Mr. Womble’s leadership was not confined to the firm. He served as a Representative in the North Carolina General Assembly from 1953 to 1958, representing Forsyth County. During his term in office, he helped author a bill creating the first statewide Board of Higher Education and served as an inaugural member of that board. He defied public opinion at the time by speaking in defense of the NAACP when state lawmakers were trying to force the organization to open its books to public scrutiny, a standard other private organizations did not have to meet.
“I humbly beseech you to hark to the heritage that is ours as North Carolinians and Christians, and let reason overrule prejudice, and out of our sense of wisdom and justice to all people to vote against this bill,” he told his fellow lawmakers.
In 1958, Mr. Womble was one of 15 North Carolina attorneys selected to help reform the state’s court system. He became president of the Winston-Salem Chamber of Commerce in 1960. And in 1963, he chaired Winston-Salem’s “Experiment in Self-Reliance,” an effort to reduce poverty and illiteracy.
Mr. Womble believed that all attorneys had an obligation to their profession, so throughout his career, he put this belief into practice. He served as president of the Forsyth County Bar Association in 1962 and the North Carolina Bar Association in 1966-67. In 1986-88 he chaired the highly successful Founders Campaign that established a permanent endowment for the North Carolina Bar Foundation. Even in the mid-1990s, he remained active as the chairman of the NCBA’s Senior Lawyers Division. In 2001, he became the first recipient of the Chief Justice’s Commission on Professionalism Award, presented by North Carolina Supreme Court Chief Justice I. Beverly Lake Jr.
For his many contributions to the profession, Womble Carlyle has named its internal award for service to the bar the William F. Womble Award.

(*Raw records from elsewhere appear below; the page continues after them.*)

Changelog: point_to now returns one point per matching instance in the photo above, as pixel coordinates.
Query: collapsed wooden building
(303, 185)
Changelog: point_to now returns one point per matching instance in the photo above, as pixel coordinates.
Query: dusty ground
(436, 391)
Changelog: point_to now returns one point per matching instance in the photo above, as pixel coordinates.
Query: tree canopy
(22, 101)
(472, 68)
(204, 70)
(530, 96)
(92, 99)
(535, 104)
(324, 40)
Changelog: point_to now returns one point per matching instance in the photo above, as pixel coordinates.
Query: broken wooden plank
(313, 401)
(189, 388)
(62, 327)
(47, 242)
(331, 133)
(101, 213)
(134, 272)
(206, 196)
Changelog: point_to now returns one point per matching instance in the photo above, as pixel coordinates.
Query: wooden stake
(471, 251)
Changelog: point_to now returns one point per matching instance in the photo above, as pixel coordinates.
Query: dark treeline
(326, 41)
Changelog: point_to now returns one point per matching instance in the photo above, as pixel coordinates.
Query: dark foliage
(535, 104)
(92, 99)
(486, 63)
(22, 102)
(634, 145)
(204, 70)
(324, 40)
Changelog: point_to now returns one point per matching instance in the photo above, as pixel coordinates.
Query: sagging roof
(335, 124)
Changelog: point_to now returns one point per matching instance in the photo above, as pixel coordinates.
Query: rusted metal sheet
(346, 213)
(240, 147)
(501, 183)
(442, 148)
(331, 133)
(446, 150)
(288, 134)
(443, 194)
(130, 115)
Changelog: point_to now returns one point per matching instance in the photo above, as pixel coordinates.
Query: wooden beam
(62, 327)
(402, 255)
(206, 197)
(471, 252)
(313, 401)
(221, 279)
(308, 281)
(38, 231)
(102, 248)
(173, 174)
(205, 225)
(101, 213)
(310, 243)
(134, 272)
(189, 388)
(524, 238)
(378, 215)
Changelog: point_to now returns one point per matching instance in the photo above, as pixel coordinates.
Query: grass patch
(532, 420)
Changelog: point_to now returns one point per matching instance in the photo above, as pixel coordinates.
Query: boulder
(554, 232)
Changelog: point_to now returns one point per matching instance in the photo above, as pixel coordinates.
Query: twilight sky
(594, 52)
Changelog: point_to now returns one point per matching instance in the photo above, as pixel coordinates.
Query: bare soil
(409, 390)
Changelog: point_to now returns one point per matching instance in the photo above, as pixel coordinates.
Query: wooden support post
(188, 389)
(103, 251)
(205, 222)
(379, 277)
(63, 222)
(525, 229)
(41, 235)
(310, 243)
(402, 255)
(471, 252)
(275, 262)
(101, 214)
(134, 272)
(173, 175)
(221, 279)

The grandson of a Methodist minister, faith was a guiding principle for Mr. Womble. He was a lifelong member of Centenary United Methodist Church in Winston-Salem, as well as other Methodist organizations.
Long after his official retirement from legal practice, Mr. Womble remained a vital and active member of the firm. He still kept regular office hours in the firm’s Winston-Salem office and frequently was sought after for his advice on matters important to the firm. He also was considered the “institutional memory” of the firm, as no one knew the history of Womble Carlyle better than Mr. Womble.
Mr. Womble and his first wife, Jane, were married more than 68 years until her death in 2010. He married his long-time friend, Allan Hollan, in 2012. Mr. Womble is survived by his loving wife, Allan, his four children, 15 grandchildren and 10 great-grandchildren. He is also survived by his sister, Edith Womble Chatham, of Pinehurst, N.C., as well as the children, grandchildren and great-grandchildren of his wife, Allan.